My dad's old typewriter had poor rollover characteristics. Only keys like Shift could be pressed together with other keys (I guess this is because diodes had been kinda new technology back when it was made, and had been expensive). No two character keys could be physically pressed at the same time, so definitely not NKRO. However you could start pressing the next key, before the previous one was fully pressed and released. With some combos, though, the typebars happened to lay too close to each other and blocking or even transposition errors could happen. If you tried to play some bad-ass ASCII game this could happen:

I was just about to put a few good rounds of both the cannons and the machineguns while on hard pitch up, roll and yaw to the right, and throttle forward! Oh, never mind.

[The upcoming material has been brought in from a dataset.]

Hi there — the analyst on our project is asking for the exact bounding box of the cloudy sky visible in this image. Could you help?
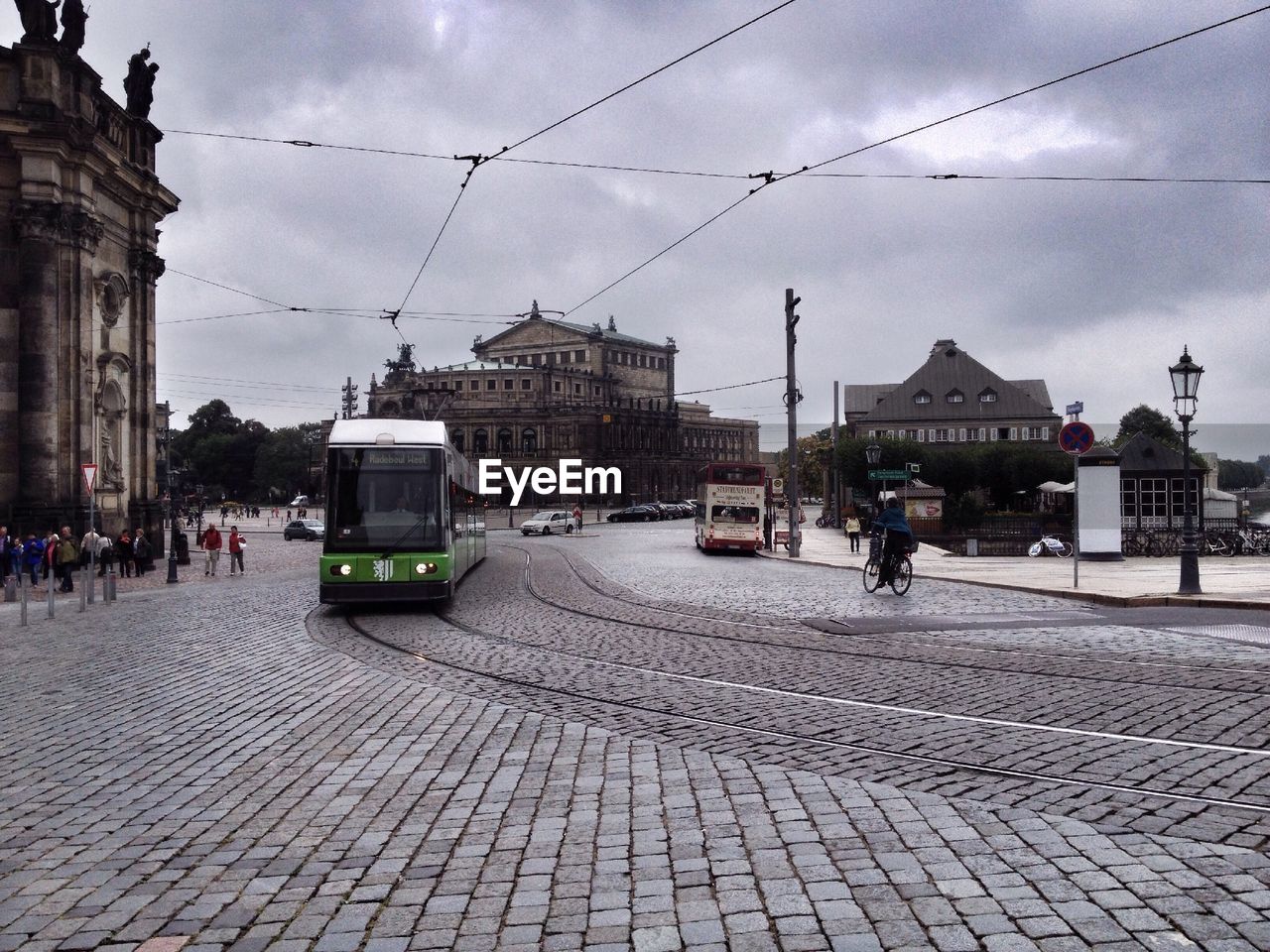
[12,0,1270,456]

Computer keyboards, on the other hand, can have extraordinary amount of keys pressed at the same time! A good NKRO test is to take your keyboard and press it towards a flat surface (or a slightly round surface, depending on the shape of the keyboard). If some of the keys refuse to depress, or jam, then your keyboard is definitely not unlimited NKRO. But if you are lucky, ALL keys would depress properly - this is unlimited NKRO. Now the feel of 100 key presses range from keyboard to keyboard. Some feel good, some not so much. When pressing in the middle, some keyboards will have the keys click in a progressive circle going out of the center. With others, all the keys will go down more or less simultaneously, or start from one end and roll to the other - this is very good unlimited NKRO!